Межрегиональный интернет-журнал «7x7» Новости, мнения, блоги
  1. Республика Коми
  2. - Uncle Walter -

- Uncle Walter -

Сергей Рубцов
Сергей Рубцов
Добавить блогера в избранное
Это личный блог. Текст мог быть написан в интересах автора или сторонних лиц. Редакция 7x7 не причастна к его созданию и может не разделять мнение автора. Регистрация блогов на 7x7 открыта для авторов различных взглядов.
Поделитесь с вашими знакомыми в России. Открывается без VPN

 Как много схожего бывает в разное время и в разных местах. 
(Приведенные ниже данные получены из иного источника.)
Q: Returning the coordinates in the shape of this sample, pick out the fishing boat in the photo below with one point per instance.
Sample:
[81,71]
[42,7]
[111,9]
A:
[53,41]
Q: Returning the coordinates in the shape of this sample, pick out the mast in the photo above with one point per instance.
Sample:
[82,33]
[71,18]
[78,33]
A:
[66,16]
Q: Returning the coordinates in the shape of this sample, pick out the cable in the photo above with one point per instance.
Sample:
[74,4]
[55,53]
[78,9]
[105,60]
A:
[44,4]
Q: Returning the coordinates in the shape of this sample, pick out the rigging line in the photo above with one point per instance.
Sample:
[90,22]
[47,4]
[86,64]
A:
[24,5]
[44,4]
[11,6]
 Размещаю ниже копипаст  -  это рассказ-быль или кусок честной и добротной прозы, которой нет сегодня на Семерке…,

о работе наблюдателей ООН в Сараево,  но такое ощущение, что это вполне могли быть  и сегодняшние  Донецк,  и Луганск, и…

Uncle Walter (memory)

 Все звали его «Дядя Вальтер». Если честно, это было отступление от писанных и неписанных правил. Ибо в сугубо официальной обстановке обращаться мы должны были друг к другу по званию и фамилии. А в обычной - просто звали всех по именам.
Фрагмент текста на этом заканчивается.